Am 05.06.2026, 23:52:54 schrieb Daniel Scherzer <[email protected]
>:

> On Mon, May 4, 2026 at 1:24 PM Daniel Scherzer <
> [email protected]> wrote:
>
>> Hi internals,
>>
>> I'd like to start the discussion for a new RFC about adding a new method,
>> ReflectionAttribute::getCurrent(), to access the current reflection target
>> of an attribute.
>>
>> * RFC: https://wiki.php.net/rfc/reflectionattribute-getcurrent
>> * Implementation: https://github.com/php/php-src/pull/21440
>>
>> Thanks,
>> -Daniel
>>
>
> Barring any additional feedback, I plan to open the vote on this in the
> next few days.
>
> -Daniel
>

Hi Daniel,

sorry i could not find the time to reply earlier. the idea in general is
good, but i still very much disagree about the static method to get the
reflector context.

An attribute is often passed around as a configuration object or hierachy
down to other services, for example in Symfony validator.

#[NotNull]
public $foo;

$validator = new NotNullValidator();
$validator->validate($instance->foo, $notNullAttribute);

For testing purposes it makes sense in these examples to construct the
attributes directly using new SomeAttribute(). Now with this proposal, you
need to be careful and know from the outside, when that is possible, or
when you need to call it through ReflectionAttribute::newInstance(). The
coupling becomes very strong suddenly.

When you create the attributes yourself and without calling newInstance(),
then the method does not work at all:

$class = $reflectionAttribute->getName();
new $class(…$this->getArguments())); // ReflectionAttribute::getCurrent()
returns null in this ctor.

This is something the RFC is not clear about fully. There is the definition
of an „attribute constructor“, but a constructor of an Attribute can be
called many ways. This proposal is about the ctor only when called through
newInstance().

I propose instead that we extend the newInstance() factory method, to be
more versatile, and use the benefit here that we already have a factory
method where we can place this logic:

<?php

interface ReflectionAwareAttribute
{
     public function targetsReflector(Reflector $reflector);
}

class ReflectionAttribute
{
    public function newInstance()
    {
        $class = $this->getName();
        $instance = new $class(...$this->getArguments());

        if ($instance instanceof ReflectionAwareAttribute) {
            $instance->targetsReflector($this);
        }

        return $instance;
    }
}

This is much cleaner OOP wise.


   1. Increases testability of attribute classes that are reflection aware,
   only need a Reflector instance, no need to have actual attribute example
   set up.
   2. Uses the existing factory method to concentrate the construction
   logic into one place.
   3. avoids static method call with unclear semantics on when
   „getCurrent()“ returns something.
   4. if a user of attributes has to avoid newInstance() (for whatever
   reason), they can call targetsReflector() themselves. There is no way to
   „setCurrent()“ reflector however, hiding part of this new behavior in the
   engine, where it could be 100% user controlled.
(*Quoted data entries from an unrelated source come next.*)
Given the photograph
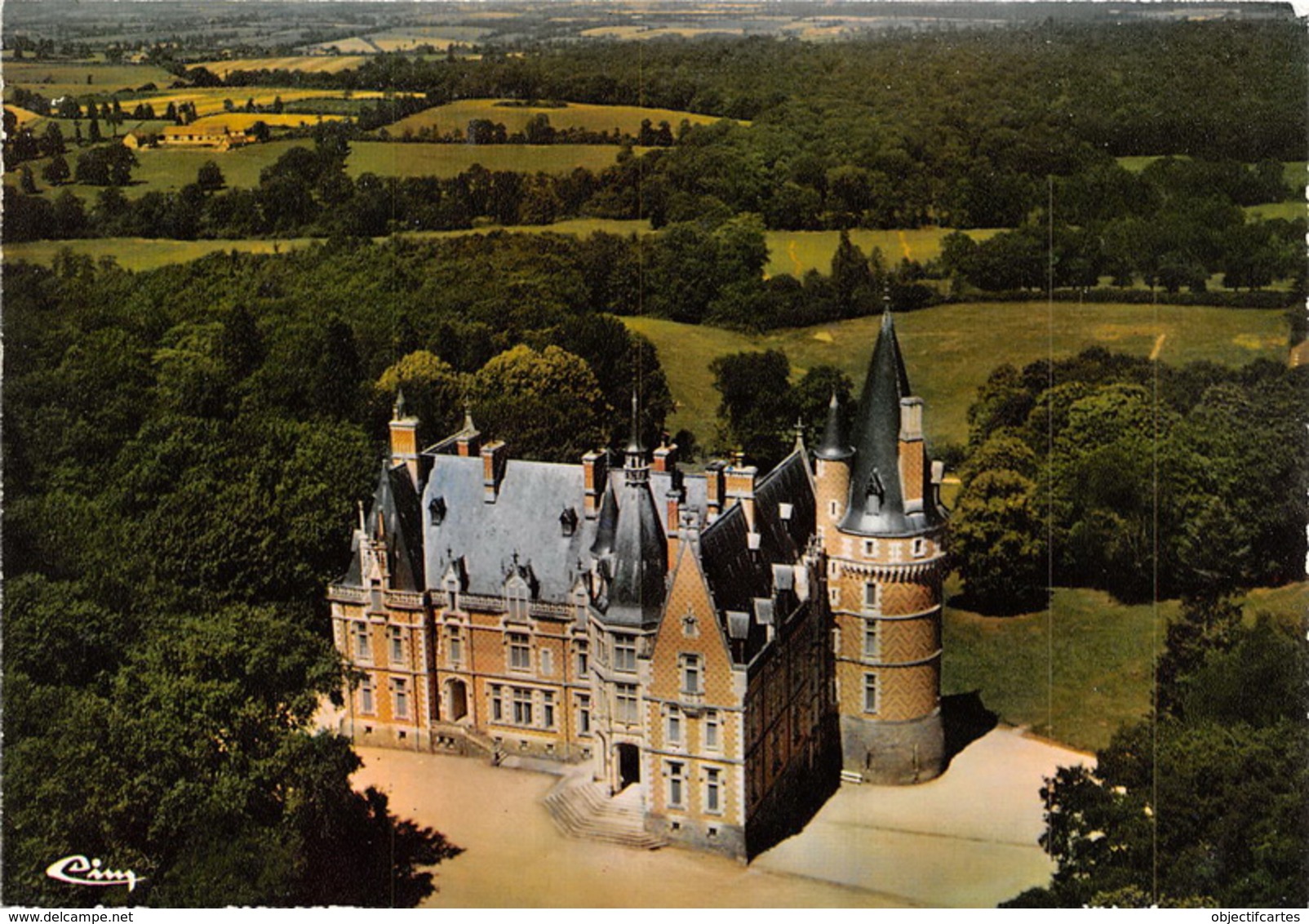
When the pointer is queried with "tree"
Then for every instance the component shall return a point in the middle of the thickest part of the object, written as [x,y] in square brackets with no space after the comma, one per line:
[757,411]
[210,177]
[546,406]
[433,392]
[998,535]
The only „downside" is that you cant make properties set in
targetsReflector() readonly.

But from a semantical point of view, the attribute constructor should not
have „magic" access to the reflector just to satisfy some own desire to
achieve more readonly/value objects. And a class with a constructor calling
a static method to get state cannot be called „simple“ or „value object“ in
my opinion anyways.

Take:

#[Entity(repositoryClass: UserRepository::class, table: ‚users’)]
#[Column(type: Types::STRING, name: ‚foo‘, nullable: false)]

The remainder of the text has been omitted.